I dont have a view on comparing fanboys, Todd brought it up. My point is that bias and fanboys can heavily damage much of the "scientific data" that many places are collecting, and certainly play a part in the "Xbox 360 is a peice of garbage" posts which only further warps the view people have on the console far more then it realistically may be. Nobody is saying the PS3 is junk with some ghost figure so i fail to see how its comparable.

SugarCoat, with today's timely announcement from MS, are you thinking there may be some validity to all this now?
 
Too late!

:) But I was having so much fun. LOL

The list of things you need to play Halo 2 and Halo 3 are...

<snip>
Electricity
Chair (to sit on)
Fridge (to keep beer cool)
etc.

I like those alot. hehe

Anyway, now to the serious stuff...

It's a preposterous notion to advise people 'to play Halo3, don't get a memory card. Just leave your console on all the time.' Who would do that?

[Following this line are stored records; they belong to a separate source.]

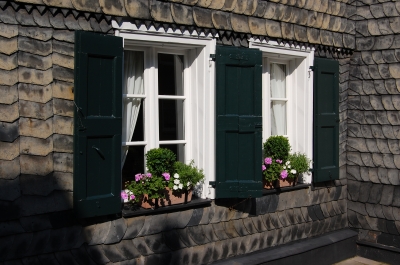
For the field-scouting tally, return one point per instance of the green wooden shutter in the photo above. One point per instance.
(326, 120)
(239, 122)
(97, 124)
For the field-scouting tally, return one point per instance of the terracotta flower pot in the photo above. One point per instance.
(147, 203)
(174, 197)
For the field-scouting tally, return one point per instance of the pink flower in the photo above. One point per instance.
(268, 160)
(124, 195)
(166, 176)
(138, 177)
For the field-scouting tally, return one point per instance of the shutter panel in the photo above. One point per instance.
(239, 122)
(97, 124)
(326, 120)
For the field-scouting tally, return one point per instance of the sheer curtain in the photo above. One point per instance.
(278, 107)
(133, 84)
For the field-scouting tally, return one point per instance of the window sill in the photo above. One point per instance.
(195, 203)
(286, 189)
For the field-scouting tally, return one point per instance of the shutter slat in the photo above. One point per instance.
(326, 120)
(98, 124)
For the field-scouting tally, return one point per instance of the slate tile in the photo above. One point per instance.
(65, 257)
(156, 259)
(48, 259)
(185, 238)
(258, 223)
(202, 253)
(172, 240)
(240, 227)
(388, 212)
(81, 256)
(197, 234)
(230, 229)
(196, 217)
(378, 211)
(283, 218)
(391, 227)
(184, 256)
(100, 233)
(134, 225)
(219, 231)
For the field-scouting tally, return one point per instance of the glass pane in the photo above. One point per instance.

I never expanded on what I personally thought about the use of a memory device for the game. I just made the comment that it's not NEEDED or REQUIRED in order to play Halo 3. Would I suggest that they get one? Yeah, but it still doesn't change the fact it's not NEEDED or REQUIRED to play Halo 3. Now if it was a game like Oblivion that required it, then I wouldn't be saying the cost is only $300 for the Core. BTW, there maybe some(like I said previously: the percentage, I have no idea) that won't buy one. Maybe they're not interested in playing single player and will only play 4-player multi-player or System Link. Or maybe they already own a 360 and they already have a memory card or hard drive. Whatever the case may be, $300 for a Core is still all that's NEEDED or REQUIRED to play Halo 3.

I think it's fair to say Halo 3 will be twice the cost of entry as Halo 2.

I think it's fair to say that majority of consoles bought simultaneously with a copy Halo 3 will be with at least a Premium system. There's a gray area since we have multiple SKUs. However, the minimum you can spend is $360, but it can go up from there.